Talking past bull is very easy. Today everyone agrees that Germany’s energy policy based on the confidence that Russia would put its economic interests before war interests has been a tremendous mistake. At the moment of truth, Vladimir Putin has preferred to invade Ukraine despite the consequences that this could cause to his country. And also the lack of a common energy policy throughout the EU is another failure that everyone today tends to remember. Therefore, rather than discussing the past, we should look to the future so as not to make the same mistakes again. And tomorrow, Friday, there is a historic meeting of the EU’s energy ministers that would require a high-minded vision and a perspective for years ahead that moves away from the problem we are suffering today.

Reading these days some diplomats who assure that Germany has a punctual problem of energy deficit and that in two years it can be solved, one cannot stop thinking how the short-termism of some can drag the whole of Europe to persist in the same mistakes.
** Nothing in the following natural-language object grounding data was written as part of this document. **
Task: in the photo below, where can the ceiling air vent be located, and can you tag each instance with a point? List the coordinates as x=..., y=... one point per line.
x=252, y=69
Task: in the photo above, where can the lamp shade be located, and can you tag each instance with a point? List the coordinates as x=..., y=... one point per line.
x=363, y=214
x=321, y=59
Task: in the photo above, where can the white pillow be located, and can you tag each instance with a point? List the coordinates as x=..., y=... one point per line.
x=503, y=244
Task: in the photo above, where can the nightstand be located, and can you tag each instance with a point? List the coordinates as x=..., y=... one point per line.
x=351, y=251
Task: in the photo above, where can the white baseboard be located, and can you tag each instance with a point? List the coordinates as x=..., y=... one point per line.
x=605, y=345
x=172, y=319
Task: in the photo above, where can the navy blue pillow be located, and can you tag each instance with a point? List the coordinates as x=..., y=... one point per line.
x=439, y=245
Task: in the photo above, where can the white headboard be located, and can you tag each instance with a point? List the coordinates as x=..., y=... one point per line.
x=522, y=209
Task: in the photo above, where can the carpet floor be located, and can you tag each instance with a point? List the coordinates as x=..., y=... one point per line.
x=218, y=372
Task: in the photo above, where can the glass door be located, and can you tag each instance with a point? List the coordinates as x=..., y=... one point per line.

Nobody knows when the war in Ukraine will end, but it seems difficult to think that in two, three or four years the then head of Russia (it may still be Vladimir Putin) will change his policy towards Europe and we will return to a stage of exchanges trade like that of recent decades.

No. This is not going to be like that anymore. The cold war has come to stay. And Europe will have to get used to living with the threat of a potential rival beyond the Urals. Therefore, energy policy decisions must be made with the understanding that Russian oil and gas will no longer return. And that, therefore, it is not a question of looking for patches of one or two winters, but of thinking of a definitive solution to supply the supply to all of Europe without counting on Russia. Anyone who wants to think that Ukraine will defeat Russia and bring about a downfall of the Putin regime has every right to think so, but please don’t let him attend the ministerial meeting this Friday. Stopping the Midcat project was already a mistake a few years ago and it can be again now. Europe must interconnect better and, above all, think about the common interest.